You could cast to the respective Interface like:

List<Object> test = Arrays.asList(
    (I0) (int a, int b) -> a + b,
    (I1) (double d) -> (int) (d * 2)
);

despite this being shorter, I would also consider Eran's answer maybe it is more readable and easier to understand (if having more functions). And I also can't see the use case for such a construct...

It gets even shorter (not necessarily better):

List<Object> test = Arrays.asList(
    (I0) (a, b) -> a + b,
    (I1) d -> (int) (d * 2)
);



回答3:


From what I gather, you're trying to do something like this:

public static void main(String... args){
    List<Object> lambdas = Arrays.asList(
            (IntBinaryOperator) (int a, int b) -> a + b,
            (DoubleToIntFunction) (double d) -> (int)(d * 2)
    );
    for(int i=0;i<args.length;i++){
        // Apply lambdas.get(i) to args[i]
    }
}

That comment is a pretty big deal, though; how would you implement it?
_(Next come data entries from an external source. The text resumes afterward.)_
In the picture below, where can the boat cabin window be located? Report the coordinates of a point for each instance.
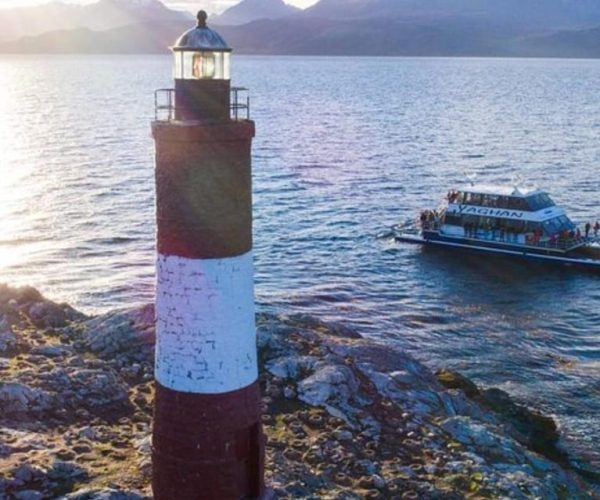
(539, 202)
(493, 201)
(558, 224)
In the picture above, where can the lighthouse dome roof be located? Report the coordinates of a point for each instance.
(201, 38)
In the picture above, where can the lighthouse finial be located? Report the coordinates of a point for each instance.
(202, 17)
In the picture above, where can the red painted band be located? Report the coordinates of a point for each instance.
(203, 191)
(207, 446)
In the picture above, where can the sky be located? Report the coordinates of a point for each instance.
(191, 5)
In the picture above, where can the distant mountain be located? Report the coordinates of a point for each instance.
(99, 16)
(141, 38)
(534, 14)
(251, 10)
(361, 27)
(567, 44)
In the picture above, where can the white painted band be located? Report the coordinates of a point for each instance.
(205, 325)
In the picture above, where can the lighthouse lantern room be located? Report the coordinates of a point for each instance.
(202, 74)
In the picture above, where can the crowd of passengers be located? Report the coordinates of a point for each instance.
(534, 202)
(430, 219)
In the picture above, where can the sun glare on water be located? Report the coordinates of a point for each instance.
(13, 169)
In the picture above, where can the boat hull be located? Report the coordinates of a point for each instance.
(484, 247)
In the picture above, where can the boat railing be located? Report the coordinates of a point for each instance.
(165, 107)
(559, 243)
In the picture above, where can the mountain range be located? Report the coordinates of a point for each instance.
(540, 28)
(252, 10)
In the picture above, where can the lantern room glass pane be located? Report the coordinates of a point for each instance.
(202, 65)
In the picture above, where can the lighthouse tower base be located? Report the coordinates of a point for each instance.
(207, 437)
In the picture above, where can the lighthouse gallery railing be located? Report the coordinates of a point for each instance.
(165, 105)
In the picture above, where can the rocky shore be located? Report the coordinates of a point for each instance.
(344, 417)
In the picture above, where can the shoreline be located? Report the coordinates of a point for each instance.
(345, 417)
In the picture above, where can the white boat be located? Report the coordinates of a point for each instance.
(508, 221)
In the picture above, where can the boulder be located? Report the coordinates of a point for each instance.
(104, 494)
(330, 384)
(453, 380)
(19, 399)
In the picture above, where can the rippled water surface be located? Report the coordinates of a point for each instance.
(345, 148)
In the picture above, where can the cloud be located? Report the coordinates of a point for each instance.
(210, 6)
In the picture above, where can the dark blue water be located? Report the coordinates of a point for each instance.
(345, 148)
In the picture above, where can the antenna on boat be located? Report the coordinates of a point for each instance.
(471, 176)
(517, 180)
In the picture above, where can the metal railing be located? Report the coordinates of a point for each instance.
(497, 236)
(165, 107)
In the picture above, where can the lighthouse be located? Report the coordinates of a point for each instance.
(207, 437)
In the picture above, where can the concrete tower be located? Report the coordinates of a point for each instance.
(207, 437)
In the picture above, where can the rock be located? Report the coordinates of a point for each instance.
(291, 367)
(68, 471)
(27, 472)
(8, 342)
(87, 388)
(104, 494)
(289, 392)
(28, 495)
(454, 380)
(129, 332)
(51, 351)
(18, 399)
(537, 431)
(378, 481)
(330, 383)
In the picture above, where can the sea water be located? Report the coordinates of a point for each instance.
(345, 148)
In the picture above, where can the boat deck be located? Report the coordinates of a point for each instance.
(527, 252)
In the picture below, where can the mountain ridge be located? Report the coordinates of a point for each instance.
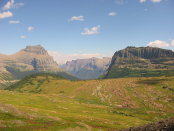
(32, 59)
(142, 60)
(90, 68)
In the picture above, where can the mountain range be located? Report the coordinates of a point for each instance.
(141, 62)
(90, 68)
(32, 59)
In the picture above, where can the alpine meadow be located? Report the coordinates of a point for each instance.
(86, 65)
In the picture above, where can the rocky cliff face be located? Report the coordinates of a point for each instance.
(130, 59)
(32, 59)
(37, 57)
(87, 68)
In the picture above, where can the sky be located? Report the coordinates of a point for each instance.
(85, 27)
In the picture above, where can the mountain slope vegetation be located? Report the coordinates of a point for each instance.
(87, 68)
(109, 104)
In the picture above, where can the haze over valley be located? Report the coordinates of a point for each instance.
(86, 65)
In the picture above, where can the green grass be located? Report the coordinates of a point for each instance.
(48, 102)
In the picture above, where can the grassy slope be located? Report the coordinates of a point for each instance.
(49, 102)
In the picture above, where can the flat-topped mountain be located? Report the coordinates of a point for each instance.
(32, 59)
(142, 61)
(90, 68)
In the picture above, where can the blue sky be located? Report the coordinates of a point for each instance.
(86, 26)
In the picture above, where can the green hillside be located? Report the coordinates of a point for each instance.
(57, 103)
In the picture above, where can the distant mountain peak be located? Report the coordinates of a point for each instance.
(141, 61)
(38, 49)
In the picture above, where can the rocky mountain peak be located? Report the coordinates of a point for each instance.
(38, 49)
(144, 52)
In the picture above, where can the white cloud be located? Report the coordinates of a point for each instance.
(141, 1)
(112, 14)
(92, 31)
(158, 43)
(8, 5)
(23, 37)
(154, 1)
(6, 14)
(61, 58)
(14, 22)
(30, 28)
(172, 43)
(11, 4)
(77, 18)
(120, 2)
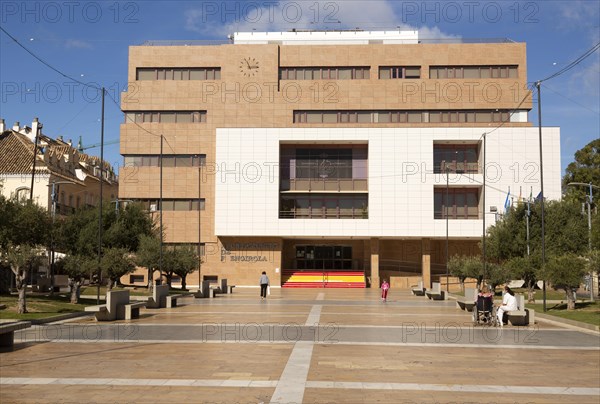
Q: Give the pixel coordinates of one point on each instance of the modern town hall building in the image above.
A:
(330, 159)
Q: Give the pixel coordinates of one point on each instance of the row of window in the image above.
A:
(401, 116)
(397, 72)
(461, 158)
(153, 160)
(179, 73)
(165, 116)
(324, 206)
(456, 203)
(324, 73)
(337, 72)
(180, 205)
(473, 72)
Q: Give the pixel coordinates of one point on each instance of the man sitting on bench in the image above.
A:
(509, 303)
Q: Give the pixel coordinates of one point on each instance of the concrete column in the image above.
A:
(375, 263)
(426, 262)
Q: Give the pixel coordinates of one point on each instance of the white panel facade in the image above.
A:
(401, 179)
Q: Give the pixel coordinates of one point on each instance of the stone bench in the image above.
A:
(436, 292)
(469, 301)
(7, 332)
(132, 310)
(114, 309)
(159, 297)
(418, 290)
(171, 300)
(522, 316)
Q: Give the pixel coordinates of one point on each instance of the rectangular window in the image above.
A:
(399, 72)
(146, 74)
(473, 72)
(324, 73)
(399, 116)
(456, 203)
(178, 73)
(165, 117)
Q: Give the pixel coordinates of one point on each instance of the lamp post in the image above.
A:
(447, 199)
(53, 197)
(589, 201)
(447, 233)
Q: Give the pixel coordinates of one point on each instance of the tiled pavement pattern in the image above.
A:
(301, 346)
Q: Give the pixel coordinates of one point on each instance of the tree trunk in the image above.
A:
(183, 283)
(530, 292)
(150, 281)
(21, 283)
(75, 288)
(570, 299)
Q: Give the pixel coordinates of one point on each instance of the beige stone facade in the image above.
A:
(258, 98)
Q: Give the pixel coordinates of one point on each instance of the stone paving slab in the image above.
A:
(325, 346)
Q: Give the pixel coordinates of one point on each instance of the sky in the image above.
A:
(87, 42)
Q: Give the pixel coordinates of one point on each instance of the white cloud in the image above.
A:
(221, 19)
(586, 81)
(77, 44)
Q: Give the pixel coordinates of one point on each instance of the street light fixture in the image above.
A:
(589, 201)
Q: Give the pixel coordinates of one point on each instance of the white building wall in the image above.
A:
(401, 179)
(10, 183)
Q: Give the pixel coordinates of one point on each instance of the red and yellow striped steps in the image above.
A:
(328, 279)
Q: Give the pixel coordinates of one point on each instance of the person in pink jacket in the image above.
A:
(385, 286)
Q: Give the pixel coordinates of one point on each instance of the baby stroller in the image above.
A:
(484, 311)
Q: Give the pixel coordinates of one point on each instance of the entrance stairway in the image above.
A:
(291, 278)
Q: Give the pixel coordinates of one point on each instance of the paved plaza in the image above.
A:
(301, 346)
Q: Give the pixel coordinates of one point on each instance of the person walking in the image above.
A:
(509, 303)
(385, 286)
(264, 283)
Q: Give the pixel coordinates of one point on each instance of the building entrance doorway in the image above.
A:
(324, 258)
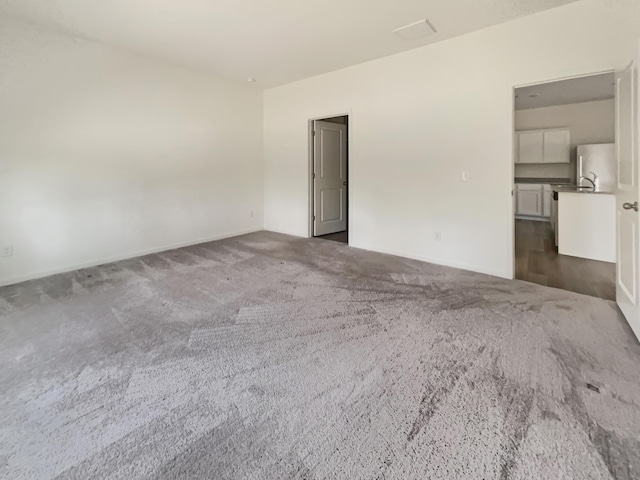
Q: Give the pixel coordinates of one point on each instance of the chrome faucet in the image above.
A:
(593, 182)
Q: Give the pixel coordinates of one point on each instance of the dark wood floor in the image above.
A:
(538, 261)
(342, 237)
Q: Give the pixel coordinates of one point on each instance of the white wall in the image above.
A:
(422, 117)
(105, 154)
(589, 122)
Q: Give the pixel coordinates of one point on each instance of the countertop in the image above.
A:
(559, 189)
(543, 181)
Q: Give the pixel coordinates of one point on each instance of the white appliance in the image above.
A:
(598, 160)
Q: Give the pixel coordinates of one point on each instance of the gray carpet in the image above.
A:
(271, 357)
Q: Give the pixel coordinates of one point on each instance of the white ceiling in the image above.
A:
(565, 92)
(273, 41)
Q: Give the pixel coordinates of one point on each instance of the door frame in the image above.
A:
(514, 87)
(344, 113)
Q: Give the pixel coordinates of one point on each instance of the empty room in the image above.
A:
(273, 239)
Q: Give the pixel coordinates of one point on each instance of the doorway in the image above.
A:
(565, 183)
(329, 182)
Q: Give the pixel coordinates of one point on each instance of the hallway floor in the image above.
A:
(538, 261)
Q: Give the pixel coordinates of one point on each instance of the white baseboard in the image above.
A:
(438, 261)
(117, 258)
(283, 232)
(535, 219)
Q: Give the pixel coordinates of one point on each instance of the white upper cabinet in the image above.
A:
(530, 147)
(543, 146)
(557, 146)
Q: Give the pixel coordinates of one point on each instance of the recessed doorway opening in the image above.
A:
(329, 179)
(565, 183)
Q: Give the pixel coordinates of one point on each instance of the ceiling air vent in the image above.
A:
(415, 31)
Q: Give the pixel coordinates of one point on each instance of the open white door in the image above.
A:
(329, 178)
(627, 196)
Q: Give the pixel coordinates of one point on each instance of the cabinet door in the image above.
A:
(557, 146)
(547, 197)
(530, 147)
(529, 202)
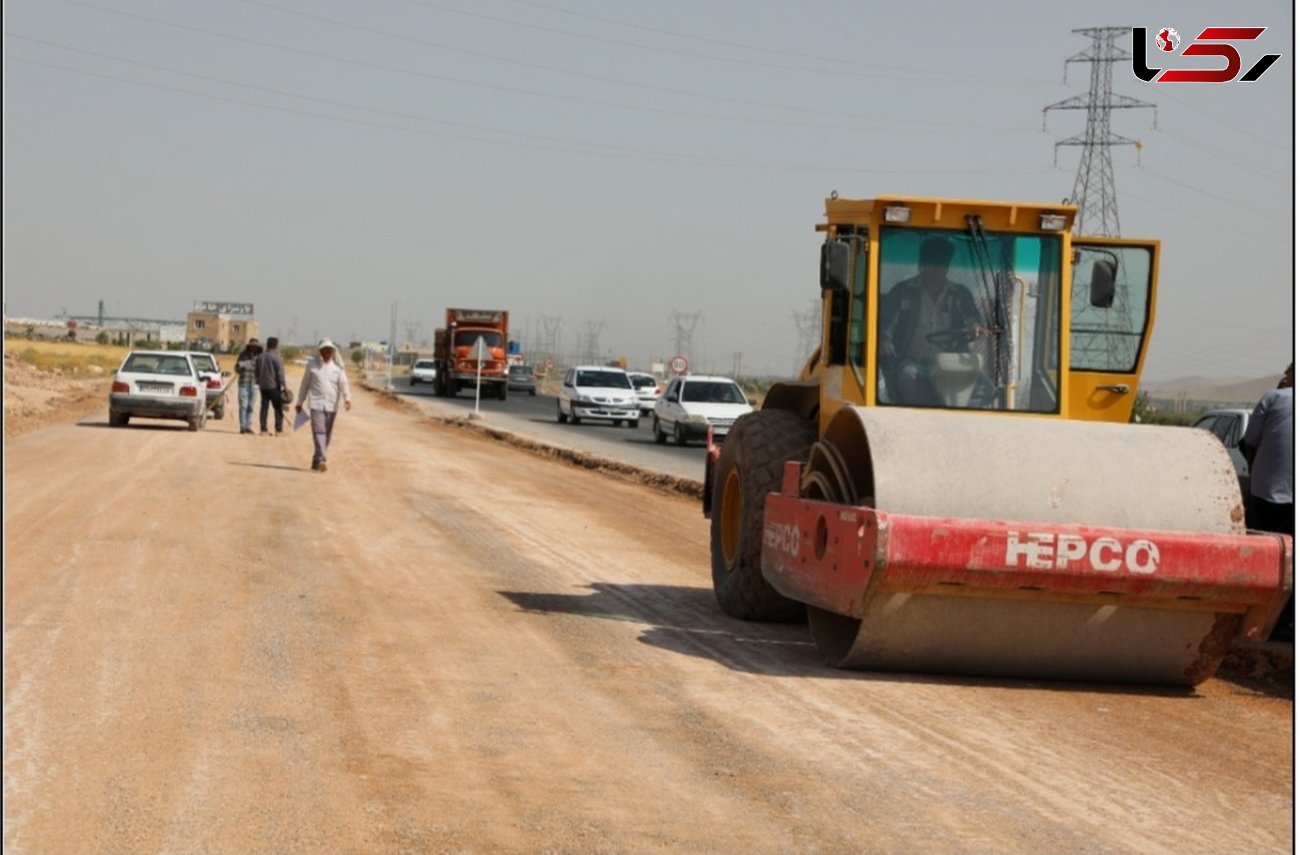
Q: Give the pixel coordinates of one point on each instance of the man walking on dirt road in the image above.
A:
(324, 386)
(271, 382)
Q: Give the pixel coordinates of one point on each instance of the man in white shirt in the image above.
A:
(324, 386)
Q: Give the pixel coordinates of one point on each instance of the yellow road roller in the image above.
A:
(952, 485)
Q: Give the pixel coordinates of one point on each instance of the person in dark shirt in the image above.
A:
(269, 369)
(246, 372)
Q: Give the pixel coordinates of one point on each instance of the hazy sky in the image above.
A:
(607, 164)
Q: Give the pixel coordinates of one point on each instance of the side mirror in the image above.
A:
(835, 265)
(1103, 286)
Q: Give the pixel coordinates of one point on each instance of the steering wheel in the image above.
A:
(952, 341)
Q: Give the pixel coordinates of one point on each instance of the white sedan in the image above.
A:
(693, 404)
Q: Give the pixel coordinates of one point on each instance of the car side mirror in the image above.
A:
(835, 267)
(1103, 286)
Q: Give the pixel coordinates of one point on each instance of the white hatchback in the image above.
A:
(693, 404)
(648, 390)
(597, 391)
(157, 385)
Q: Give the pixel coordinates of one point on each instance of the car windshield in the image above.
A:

You could check the type during each round:

    for(int i=0;i<args.length;i++){
        if(lambdas.get(i) instanceof IntBinaryOperator){
            processedArgs[i] =
                    ((IntBinaryOperator) lambdas.get(i)).applyAsInt(MAGIC_NUMBER, Integer.parseInt(args[i]));
        }else{
            // All your other cases (may take a while)
        }
    }

Validating each possible type is a huge pain, and if it's position-dependent, it's only going to run once anyway, so it's overkill.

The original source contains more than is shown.